I used to process a LIDAR catalog with the following code (using the LAScatalog processing engine from the great lidR
package):
library(lidR)
lasdir <- "D:\\LAS\\"
output <- "D:\\LAS\\PRODUCTS\\"
epsg = "+init=epsg:25829"
res = 1
no_cores <- detectCores()
cat <- lascatalog(lasdir = lasdir,
outputdir = output,
pattern = '*COL.laz$|*COL.LAZ$',
catname = "Catalog",
clipcat = FALSE, clipcatbuf = FALSE, clipbuf = 1000, clipcatshape = clipcatshape,
cat_chunk_buffer = 20,
cores = no_cores, progress = TRUE,
laz_compression = TRUE, epsg = epsg,
retilecatalog = FALSE, tile_chunk_buffer = 10,
tile_chunk_size = 1000,
filterask = FALSE,
filter = "-keep_first -drop_z_below 2")
DEM_output <- paste0(output,"DEM_", str_pad(res, 3, "left", pad = "0"), "/")
opt_output_files(cat) <- paste0(DEM_output,"{ORIGINALFILENAME}") #set filepaths
DEM <- grid_terrain(cat, res = res, algorithm = "knnidw"(k = 5, p = 2))
There was some actualization of the library and now, the parameters cores
seems not working and although the process works, now it does not work in parallel.

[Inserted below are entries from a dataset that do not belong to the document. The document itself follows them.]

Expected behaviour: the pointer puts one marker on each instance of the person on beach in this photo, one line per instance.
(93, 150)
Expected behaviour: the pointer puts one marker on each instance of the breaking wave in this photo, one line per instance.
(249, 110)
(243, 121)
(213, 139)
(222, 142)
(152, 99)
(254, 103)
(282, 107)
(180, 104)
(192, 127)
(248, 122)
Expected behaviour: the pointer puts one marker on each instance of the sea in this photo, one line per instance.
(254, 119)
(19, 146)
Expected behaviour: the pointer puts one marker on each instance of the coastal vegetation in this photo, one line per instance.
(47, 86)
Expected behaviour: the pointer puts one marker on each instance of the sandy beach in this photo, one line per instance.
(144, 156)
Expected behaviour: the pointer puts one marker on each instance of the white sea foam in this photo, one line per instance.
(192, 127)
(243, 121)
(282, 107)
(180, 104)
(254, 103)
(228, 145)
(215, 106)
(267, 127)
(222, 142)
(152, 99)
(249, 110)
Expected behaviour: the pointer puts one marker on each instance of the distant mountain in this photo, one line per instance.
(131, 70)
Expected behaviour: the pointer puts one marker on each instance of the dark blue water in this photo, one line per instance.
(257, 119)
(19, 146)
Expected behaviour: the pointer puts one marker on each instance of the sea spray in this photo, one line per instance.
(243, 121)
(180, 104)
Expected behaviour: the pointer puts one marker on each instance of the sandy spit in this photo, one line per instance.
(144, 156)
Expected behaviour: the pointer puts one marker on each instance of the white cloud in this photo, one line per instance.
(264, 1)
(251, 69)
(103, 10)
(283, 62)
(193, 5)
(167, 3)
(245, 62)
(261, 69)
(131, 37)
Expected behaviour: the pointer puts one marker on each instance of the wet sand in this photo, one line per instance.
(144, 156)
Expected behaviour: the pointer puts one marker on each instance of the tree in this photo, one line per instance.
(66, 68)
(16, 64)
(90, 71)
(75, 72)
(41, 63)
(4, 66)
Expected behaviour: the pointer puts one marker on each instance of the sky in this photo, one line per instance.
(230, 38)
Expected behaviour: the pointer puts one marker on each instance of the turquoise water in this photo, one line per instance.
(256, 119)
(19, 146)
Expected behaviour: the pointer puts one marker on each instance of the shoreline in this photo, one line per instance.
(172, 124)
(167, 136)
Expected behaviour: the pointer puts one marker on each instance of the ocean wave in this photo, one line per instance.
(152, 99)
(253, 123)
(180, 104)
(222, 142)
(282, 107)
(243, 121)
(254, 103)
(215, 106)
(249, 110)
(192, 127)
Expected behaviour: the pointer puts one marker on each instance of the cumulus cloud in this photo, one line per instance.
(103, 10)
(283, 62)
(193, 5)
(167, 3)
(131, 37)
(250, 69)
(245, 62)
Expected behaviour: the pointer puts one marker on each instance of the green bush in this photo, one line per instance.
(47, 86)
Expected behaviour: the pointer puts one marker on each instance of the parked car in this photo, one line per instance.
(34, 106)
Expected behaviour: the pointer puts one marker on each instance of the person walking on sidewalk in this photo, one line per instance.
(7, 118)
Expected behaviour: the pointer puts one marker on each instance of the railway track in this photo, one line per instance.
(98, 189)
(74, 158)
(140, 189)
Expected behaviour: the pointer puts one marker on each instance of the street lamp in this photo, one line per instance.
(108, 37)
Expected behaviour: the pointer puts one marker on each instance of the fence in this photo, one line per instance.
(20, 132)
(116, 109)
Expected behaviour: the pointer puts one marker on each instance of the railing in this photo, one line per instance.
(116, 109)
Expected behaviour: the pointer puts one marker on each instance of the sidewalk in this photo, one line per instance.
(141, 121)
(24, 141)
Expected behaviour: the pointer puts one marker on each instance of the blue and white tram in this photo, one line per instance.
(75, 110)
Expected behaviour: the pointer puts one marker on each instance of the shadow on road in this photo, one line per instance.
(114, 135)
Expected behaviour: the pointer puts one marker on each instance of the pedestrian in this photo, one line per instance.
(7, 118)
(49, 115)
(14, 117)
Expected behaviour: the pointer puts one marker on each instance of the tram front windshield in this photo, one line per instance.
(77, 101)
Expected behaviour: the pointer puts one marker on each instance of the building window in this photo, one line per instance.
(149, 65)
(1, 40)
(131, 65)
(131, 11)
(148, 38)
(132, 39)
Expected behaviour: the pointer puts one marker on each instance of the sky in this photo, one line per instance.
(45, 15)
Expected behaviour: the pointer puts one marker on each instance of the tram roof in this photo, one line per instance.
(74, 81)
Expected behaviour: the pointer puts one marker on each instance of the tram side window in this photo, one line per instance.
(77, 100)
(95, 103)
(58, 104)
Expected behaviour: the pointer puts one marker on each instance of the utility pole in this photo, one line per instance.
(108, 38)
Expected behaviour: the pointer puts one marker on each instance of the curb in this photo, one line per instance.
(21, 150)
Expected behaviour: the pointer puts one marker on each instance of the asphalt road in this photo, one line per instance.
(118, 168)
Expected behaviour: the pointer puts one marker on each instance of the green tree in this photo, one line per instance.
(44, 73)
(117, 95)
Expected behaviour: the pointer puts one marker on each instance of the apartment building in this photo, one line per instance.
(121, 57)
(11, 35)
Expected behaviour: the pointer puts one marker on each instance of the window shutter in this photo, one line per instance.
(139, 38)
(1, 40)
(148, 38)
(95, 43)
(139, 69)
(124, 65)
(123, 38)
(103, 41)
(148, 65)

A message states that: Option no longer supported. See ?lidR-parallelism
.
How can I process a catalog in parallel now?
Since lidR 2.1.0
(July 2019) the opt_core()
function has been deprecated. See the changelog.
The strategy used to process the tiles in parallel must now be explicitly declared by users. This is anyway how it should have been designed from the beginning! For users, restoring the exact former behavior implies only one change.
In versions < 2.1.0 the following was correct:
library(lidR) ctg <- catalog("folder/") opt_cores(ctg) <- 4L hmean <- grid_metrics(ctg, mean(Z))
In versions >= 2.1.0 this must be explicitly declared with the future package:
library(lidR) library(future) plan(multisession) ctg <- catalog("folder/") hmean <- grid_metrics(ctg, mean(Z))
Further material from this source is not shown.